Zudem könnte der Tatbestand der Irreführung nach § 5 Abs. 1 Nr. 3 UWG erfüllt sein, weil mit einer Auszeichnung geworben wird, die tatsächlich nicht existiert. Hierfür ist maßgeblich, wie die angesprochenen Verkehrskreise den Begriff »zertifiziert« verstehen. [4] Wie der BGH in anderem Zusammenhang entschieden hat, geht die Erwartung an eine Zertifizierung dahin, dass sie von einer unabhängigen Stelle vergeben wird und sich nach festgelegten Standards richtet, die nicht nur auf eine theoretische Ausbildung, sondern auch auf praktische Erfahrung abstellen. [5] Das Abschlusszeugnis einer noch so qualifizierten Ausbildungsstätte genügt demnach keinesfalls für eine Zertifizierung (auch nicht nach der künftigen Verordnung. die zusätzlich eine Einzelsupervision verlangt).

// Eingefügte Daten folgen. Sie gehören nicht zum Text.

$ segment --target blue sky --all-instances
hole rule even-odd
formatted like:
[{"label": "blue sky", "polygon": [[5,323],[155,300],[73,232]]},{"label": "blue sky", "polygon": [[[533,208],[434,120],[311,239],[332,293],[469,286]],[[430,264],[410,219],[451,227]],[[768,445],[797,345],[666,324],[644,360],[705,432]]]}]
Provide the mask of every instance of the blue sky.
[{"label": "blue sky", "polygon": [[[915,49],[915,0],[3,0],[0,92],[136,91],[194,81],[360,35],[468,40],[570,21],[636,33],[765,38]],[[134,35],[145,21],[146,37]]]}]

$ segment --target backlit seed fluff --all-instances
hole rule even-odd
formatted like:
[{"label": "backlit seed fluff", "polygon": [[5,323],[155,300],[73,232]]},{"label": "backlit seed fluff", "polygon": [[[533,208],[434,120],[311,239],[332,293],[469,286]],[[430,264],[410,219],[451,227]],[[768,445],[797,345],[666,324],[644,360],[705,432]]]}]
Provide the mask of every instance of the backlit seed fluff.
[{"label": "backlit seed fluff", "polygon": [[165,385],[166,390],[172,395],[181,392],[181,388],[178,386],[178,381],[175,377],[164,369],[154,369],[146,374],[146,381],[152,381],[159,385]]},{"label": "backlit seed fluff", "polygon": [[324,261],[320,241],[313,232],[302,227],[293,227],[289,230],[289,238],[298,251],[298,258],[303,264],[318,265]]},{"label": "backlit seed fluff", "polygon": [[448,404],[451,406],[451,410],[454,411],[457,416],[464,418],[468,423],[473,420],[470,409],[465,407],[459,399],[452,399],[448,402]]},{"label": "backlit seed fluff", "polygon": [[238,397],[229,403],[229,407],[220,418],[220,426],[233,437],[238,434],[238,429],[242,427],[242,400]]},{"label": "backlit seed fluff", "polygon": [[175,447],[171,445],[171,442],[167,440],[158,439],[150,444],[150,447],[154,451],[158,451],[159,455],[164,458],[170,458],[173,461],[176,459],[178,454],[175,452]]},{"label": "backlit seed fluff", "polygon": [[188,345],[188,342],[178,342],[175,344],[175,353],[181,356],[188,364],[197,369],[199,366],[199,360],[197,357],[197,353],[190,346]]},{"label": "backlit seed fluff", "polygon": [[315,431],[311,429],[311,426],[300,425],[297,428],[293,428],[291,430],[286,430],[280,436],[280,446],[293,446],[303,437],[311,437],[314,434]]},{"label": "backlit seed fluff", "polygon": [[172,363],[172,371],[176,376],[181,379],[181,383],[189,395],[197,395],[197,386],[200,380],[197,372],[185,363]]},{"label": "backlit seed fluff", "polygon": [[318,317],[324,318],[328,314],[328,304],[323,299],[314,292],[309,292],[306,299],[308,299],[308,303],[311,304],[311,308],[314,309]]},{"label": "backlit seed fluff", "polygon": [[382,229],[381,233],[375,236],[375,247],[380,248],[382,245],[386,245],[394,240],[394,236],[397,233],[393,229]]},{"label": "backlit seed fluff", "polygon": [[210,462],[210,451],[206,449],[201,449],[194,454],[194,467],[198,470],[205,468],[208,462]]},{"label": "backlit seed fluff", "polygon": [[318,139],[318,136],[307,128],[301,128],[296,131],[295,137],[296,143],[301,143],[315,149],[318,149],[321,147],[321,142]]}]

Beiläufig geht der BGH in der genannten Entscheidung auch auf die Situation bei Mediatoren ein und führt aus: »Der ohne Zusatz verwendeten Bezeichnung ‘Mediator’ kann … nur entnommen werden, dass der Betreffende die für diese Bezeichnung vorausgesetzte Qualifikation erfüllt. Dagegen vermittelt das Adjektiv ‘zertifiziert’ den Eindruck, dass die von dem Betreffenden angebotene Dienstleistung im Rahmen eines Zertifizierungsverfahrens überprüft worden sei«.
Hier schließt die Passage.